O uso de ácaros predadores para o controle de ácaros pragas já vem sendo estudado e usado há bastante tempo (MCMURTRY; CROFT, 1997). Ácaros predadores são frequentemente encontrados associados a ácaros fitófagos na vegetação nativa, em culturas anuais e perenes. Entretanto, pouco se conhece a respeito da potencialidade de diferentes grupos de organismos atuarem como inimigos naturais de ácaros praga.

Os predadores mais promissores de ácaros fitófagos no campo pertencem às famílias Phytoseiidae, Stigmaeidae e Iolinidae (MCMURTRY et al., 1970; MORAES, 1991; MORAES et al., 2004).

Phytoseiidae tem recebido considerável atenção desde a década de 1950, quando se descobriu que algumas espécies eram importantes inimigos naturais de ácaros tetraniquídeos, tornando-os importantes nos programas de manejo integrado de pragas (MEYER, 2003). Estes ácaros são comumente encontrados nas partes aéreas das plantas, onde desempenham papel importante na manutenção de baixas populações de ácaros fitófagos (MCMURTRY; CROFT, 1997). Na família Phytoseiidae, os ácaros generalistas se alimentam de pólen, fungos e ácaros e podem sobreviver em pomares em alta densidade mesmo quando as presas primárias são escassas ou temporariamente extintas.
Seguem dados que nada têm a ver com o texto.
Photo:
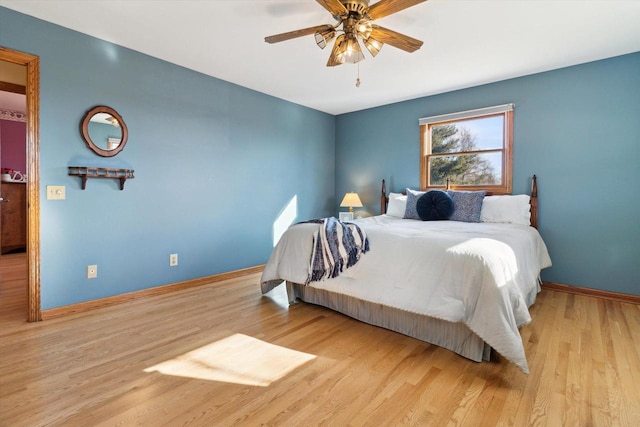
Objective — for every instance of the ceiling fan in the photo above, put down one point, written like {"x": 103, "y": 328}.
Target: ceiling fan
{"x": 355, "y": 17}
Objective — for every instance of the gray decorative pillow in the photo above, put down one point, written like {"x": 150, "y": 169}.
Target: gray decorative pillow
{"x": 467, "y": 205}
{"x": 411, "y": 211}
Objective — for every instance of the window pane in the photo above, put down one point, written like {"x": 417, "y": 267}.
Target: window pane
{"x": 483, "y": 133}
{"x": 466, "y": 169}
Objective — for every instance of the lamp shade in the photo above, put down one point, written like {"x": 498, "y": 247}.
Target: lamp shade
{"x": 351, "y": 200}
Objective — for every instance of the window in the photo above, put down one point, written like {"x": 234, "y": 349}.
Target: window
{"x": 472, "y": 149}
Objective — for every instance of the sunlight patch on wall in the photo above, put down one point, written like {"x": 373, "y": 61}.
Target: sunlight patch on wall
{"x": 237, "y": 359}
{"x": 285, "y": 219}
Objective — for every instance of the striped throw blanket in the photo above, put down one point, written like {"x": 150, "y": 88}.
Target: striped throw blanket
{"x": 336, "y": 247}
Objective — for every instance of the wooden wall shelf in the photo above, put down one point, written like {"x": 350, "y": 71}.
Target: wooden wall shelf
{"x": 86, "y": 172}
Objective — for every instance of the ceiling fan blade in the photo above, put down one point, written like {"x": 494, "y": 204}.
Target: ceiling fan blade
{"x": 401, "y": 41}
{"x": 297, "y": 33}
{"x": 387, "y": 7}
{"x": 334, "y": 7}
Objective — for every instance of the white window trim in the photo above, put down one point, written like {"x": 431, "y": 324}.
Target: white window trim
{"x": 464, "y": 114}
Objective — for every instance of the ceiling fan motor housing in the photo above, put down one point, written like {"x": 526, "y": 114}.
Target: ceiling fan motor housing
{"x": 355, "y": 7}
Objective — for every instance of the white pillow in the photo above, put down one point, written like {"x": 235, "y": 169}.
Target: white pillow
{"x": 509, "y": 209}
{"x": 397, "y": 205}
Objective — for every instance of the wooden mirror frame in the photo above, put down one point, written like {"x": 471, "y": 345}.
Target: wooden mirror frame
{"x": 84, "y": 130}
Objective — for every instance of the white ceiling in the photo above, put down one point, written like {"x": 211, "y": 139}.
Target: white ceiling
{"x": 466, "y": 42}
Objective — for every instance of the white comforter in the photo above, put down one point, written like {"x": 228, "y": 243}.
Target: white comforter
{"x": 485, "y": 275}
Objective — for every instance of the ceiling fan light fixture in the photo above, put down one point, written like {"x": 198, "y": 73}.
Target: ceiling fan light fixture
{"x": 323, "y": 38}
{"x": 333, "y": 58}
{"x": 363, "y": 28}
{"x": 373, "y": 46}
{"x": 349, "y": 51}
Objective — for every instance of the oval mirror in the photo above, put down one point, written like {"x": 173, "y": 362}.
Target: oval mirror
{"x": 104, "y": 131}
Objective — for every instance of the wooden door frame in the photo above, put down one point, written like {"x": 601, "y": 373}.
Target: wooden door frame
{"x": 32, "y": 62}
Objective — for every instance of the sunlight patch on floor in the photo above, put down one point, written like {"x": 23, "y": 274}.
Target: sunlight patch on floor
{"x": 237, "y": 359}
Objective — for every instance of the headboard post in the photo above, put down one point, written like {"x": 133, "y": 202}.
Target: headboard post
{"x": 383, "y": 199}
{"x": 534, "y": 202}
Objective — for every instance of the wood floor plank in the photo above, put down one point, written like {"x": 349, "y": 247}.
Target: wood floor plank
{"x": 204, "y": 357}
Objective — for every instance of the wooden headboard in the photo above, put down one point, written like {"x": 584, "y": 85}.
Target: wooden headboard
{"x": 533, "y": 201}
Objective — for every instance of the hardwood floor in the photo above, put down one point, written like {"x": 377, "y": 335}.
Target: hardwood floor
{"x": 223, "y": 354}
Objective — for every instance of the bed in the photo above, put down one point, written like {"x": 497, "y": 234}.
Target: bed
{"x": 464, "y": 286}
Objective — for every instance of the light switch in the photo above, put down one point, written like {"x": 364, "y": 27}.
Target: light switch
{"x": 55, "y": 192}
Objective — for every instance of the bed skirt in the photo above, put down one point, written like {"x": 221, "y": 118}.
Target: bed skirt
{"x": 456, "y": 337}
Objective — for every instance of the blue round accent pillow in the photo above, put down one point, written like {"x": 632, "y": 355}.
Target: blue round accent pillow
{"x": 434, "y": 205}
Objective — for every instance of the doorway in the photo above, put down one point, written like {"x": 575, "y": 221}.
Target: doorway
{"x": 31, "y": 66}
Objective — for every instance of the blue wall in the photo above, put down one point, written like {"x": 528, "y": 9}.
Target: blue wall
{"x": 577, "y": 128}
{"x": 215, "y": 164}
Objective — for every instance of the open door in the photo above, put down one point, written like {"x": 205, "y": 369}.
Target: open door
{"x": 32, "y": 184}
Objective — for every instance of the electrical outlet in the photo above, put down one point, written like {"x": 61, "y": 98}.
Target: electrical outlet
{"x": 173, "y": 260}
{"x": 92, "y": 271}
{"x": 55, "y": 192}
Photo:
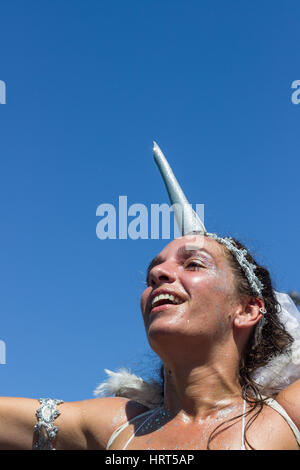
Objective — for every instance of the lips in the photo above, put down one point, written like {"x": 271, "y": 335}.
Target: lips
{"x": 164, "y": 298}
Enquanto que especialistas necessitam que uma determinada espécie de presa permaneça no ambiente, sendo que na sua ausência se extinguem localmente por falta de alimento (ALTIERI, 2003; MCMURTRY; CROFT, 1997; MORAES, 1991). Uma das características marcantes dos fitoseídeos como inimigo natural de ácaros praga é o seu ciclo de vida curto, quando submetidos a condições de temperatura e umidade favoráveis (MEYER, 2003).

Além dos fitoseídeos, outras famílias apresentam ácaros predadores de tetraniquídeos, destacando-se a família Stigmaeidae (LAING; KNOP, 1982), que apresenta menor diversidade e é representada principalmente por espécies dos gêneros Agistemus Summers, 1960 e Zetzellia Oudemans, 1927 (FERLA; MORAES, 2002).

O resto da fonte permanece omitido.